Sales volumes were highest in Melbourne with 594 auctions and an impressive clearance rate of 80.8 per cent. One year ago, the clearance rate was lower at 68.5 per cent across a lower volume of 419 auctions.
The 449 auctions held in Sydney also performed extremely well, returning a preliminary clearance rate of 89.1 per cent. One year ago, a lower volume of 384 auctions across the city had a clearance rate of 77.6 per cent.
In our smaller markets, Canberra returned the highest clearance rate of 92.7 per cent, followed by Adelaide (82.8 per cent), Perth (75 per cent) and Brisbane (74.6 per cent).
A recent article by Domain supports this data, reporting that Sydney auction clearance rates hit a 24-year high on the weekend.
The article cites low interest rates and pent up demand resulting in agents inundated with buyer interest, long queues at open-home inspections, dozens of pre-auction offers as well as competitive bidding at auctions which is pushing prices well above reserve.
4. Sustained low interest rates
Following its first board meeting of 2021, the Reserve Bank of Australia (RBA) has left interest rates unchanged.
Governor Philip Lowe announced in a speech to the National Press Club of Australia on the 3rd of February that the central bank cash rate will be left at 0.1 per cent and will be kept at record lows for at least three years.
“So the message is: interest rates are going to be low for quite a while yet,” he said.
Sustained low interest rates will further encourage buyers to enter into the market as well as allow homeowners and property investors to service larger loans.
Low interest rates generally boosts real estate activity which in turn, increases property prices.
5. Expected easing of lending restrictions this year
In an effort to mitigate the effects of the pandemic, the Federal Government plans to change credit laws, making it easier and quicker for Australians to secure a loan.
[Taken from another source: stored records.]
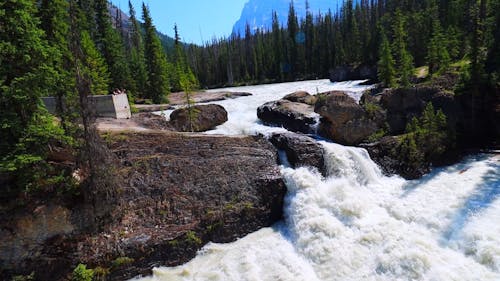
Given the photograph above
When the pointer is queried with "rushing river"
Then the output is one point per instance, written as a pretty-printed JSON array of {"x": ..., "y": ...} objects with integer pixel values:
[{"x": 357, "y": 224}]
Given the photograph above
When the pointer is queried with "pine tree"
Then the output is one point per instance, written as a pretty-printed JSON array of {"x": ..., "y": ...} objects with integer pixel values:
[
  {"x": 404, "y": 60},
  {"x": 156, "y": 64},
  {"x": 54, "y": 19},
  {"x": 386, "y": 63},
  {"x": 136, "y": 53},
  {"x": 93, "y": 66},
  {"x": 111, "y": 46},
  {"x": 493, "y": 60},
  {"x": 438, "y": 57},
  {"x": 293, "y": 30},
  {"x": 26, "y": 128}
]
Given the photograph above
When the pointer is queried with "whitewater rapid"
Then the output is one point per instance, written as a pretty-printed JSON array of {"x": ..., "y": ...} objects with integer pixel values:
[{"x": 357, "y": 224}]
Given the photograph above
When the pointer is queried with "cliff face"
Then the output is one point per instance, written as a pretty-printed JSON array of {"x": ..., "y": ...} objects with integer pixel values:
[{"x": 177, "y": 193}]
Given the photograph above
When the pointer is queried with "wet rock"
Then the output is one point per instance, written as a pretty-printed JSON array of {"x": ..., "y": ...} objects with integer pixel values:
[
  {"x": 206, "y": 117},
  {"x": 294, "y": 116},
  {"x": 343, "y": 120},
  {"x": 349, "y": 72},
  {"x": 383, "y": 153},
  {"x": 302, "y": 97},
  {"x": 404, "y": 104},
  {"x": 178, "y": 192},
  {"x": 300, "y": 150}
]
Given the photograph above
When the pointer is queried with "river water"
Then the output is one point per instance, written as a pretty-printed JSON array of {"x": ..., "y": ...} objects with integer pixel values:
[{"x": 357, "y": 224}]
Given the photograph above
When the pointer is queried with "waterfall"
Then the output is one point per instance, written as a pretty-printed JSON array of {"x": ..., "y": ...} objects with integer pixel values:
[{"x": 357, "y": 224}]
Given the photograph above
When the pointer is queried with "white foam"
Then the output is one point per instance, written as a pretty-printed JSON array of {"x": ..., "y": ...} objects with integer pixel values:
[{"x": 357, "y": 224}]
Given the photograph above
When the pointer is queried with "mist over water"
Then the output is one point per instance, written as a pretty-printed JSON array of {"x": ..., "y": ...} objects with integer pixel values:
[{"x": 357, "y": 224}]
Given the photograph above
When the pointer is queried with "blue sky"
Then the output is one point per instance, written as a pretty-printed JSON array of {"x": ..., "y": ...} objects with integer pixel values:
[{"x": 196, "y": 19}]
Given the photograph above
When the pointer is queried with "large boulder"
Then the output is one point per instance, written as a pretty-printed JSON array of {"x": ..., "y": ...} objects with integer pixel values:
[
  {"x": 350, "y": 72},
  {"x": 206, "y": 117},
  {"x": 294, "y": 116},
  {"x": 177, "y": 193},
  {"x": 344, "y": 121},
  {"x": 300, "y": 150},
  {"x": 384, "y": 152},
  {"x": 302, "y": 97},
  {"x": 404, "y": 104}
]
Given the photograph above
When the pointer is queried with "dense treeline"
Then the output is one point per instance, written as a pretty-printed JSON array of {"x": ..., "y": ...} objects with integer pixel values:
[
  {"x": 72, "y": 49},
  {"x": 424, "y": 32}
]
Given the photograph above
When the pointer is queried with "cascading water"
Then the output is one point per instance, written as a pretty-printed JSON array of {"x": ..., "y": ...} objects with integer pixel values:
[{"x": 357, "y": 224}]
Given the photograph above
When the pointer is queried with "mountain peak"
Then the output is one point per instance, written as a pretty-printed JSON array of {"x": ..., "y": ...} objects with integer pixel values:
[{"x": 258, "y": 13}]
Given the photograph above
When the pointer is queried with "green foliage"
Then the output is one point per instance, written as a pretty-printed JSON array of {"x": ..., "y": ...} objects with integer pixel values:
[
  {"x": 81, "y": 273},
  {"x": 377, "y": 135},
  {"x": 426, "y": 138},
  {"x": 136, "y": 54},
  {"x": 438, "y": 57},
  {"x": 94, "y": 67},
  {"x": 156, "y": 63},
  {"x": 404, "y": 59},
  {"x": 111, "y": 46},
  {"x": 188, "y": 82},
  {"x": 386, "y": 70},
  {"x": 121, "y": 261},
  {"x": 30, "y": 277},
  {"x": 26, "y": 74}
]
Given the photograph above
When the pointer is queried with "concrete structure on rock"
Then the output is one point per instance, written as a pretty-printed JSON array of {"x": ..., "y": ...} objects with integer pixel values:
[{"x": 110, "y": 106}]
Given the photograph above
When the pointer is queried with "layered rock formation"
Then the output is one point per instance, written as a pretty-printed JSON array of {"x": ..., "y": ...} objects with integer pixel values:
[
  {"x": 294, "y": 112},
  {"x": 203, "y": 118},
  {"x": 177, "y": 193}
]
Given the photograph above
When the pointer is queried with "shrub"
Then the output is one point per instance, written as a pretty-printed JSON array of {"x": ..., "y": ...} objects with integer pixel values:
[{"x": 81, "y": 273}]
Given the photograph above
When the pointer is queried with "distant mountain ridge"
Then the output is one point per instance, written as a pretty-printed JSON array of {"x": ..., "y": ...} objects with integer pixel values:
[
  {"x": 120, "y": 19},
  {"x": 258, "y": 13}
]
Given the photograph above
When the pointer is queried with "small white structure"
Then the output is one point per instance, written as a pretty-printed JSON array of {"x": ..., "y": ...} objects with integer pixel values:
[{"x": 110, "y": 106}]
The proposed new laws will scrap responsible lending obligations and thus reduce the verification process meaning that borrowers will not have to hand over as much information to banks as they currently do. Rather than the burden put on banks, borrowers will be more accountable for providing accurate information.
Treasurer Josh Frydenberg says that the reform will increase the flow of credit which is critical to Australia’s economic recovery plan.
“Now more than ever, it is critical that unnecessary barriers to accessing credit are removed so that consumers can continue to spend and businesses can invest and create jobs,” he said.
Prices once out of reach for home buyers will become attainable as they are able to borrow more. This in turn will push up demand, competition and subsequently, property prices.
If the proposed legislation passes, changes could come into effect in March 2021.
6. Demand continues to outstrips supply
New figures from SQM Research released in early February found that nationally, total listings are down -10.5 per cent over the year.
While supply remains low, buyer activity has been ramping up.
The latest Australian Bureau of Statistics (ABS) figures show housing loan commitments reached record highs in December 2020.
First home buyers are out in full force with loan commitments surging +9.3 per cent, a massive +56.6 per cent rise over the year and the highest level since 2009.
ABS head of Finance and Wealth, Amanda Seneviratne attributes the surge in loan commitments to government grants and incentives.
“Federal and state government measures, such as HomeBuilder, and historically low interest rates are supporting ongoing growth in housing loan commitments,” she said.
According to Tim Lawless, CoreLogic’s Research Director, if the current trend of overwhelming demand continues, house prices will continue to rise.
“At the moment, despite our expectation of a lift in new listing numbers, buyer demand is still outpacing new stock additions. If this trend persists, the rapid rate of absorption is likely to keep overall stock levels low resulting in further upwards pressure on housing prices,” he said.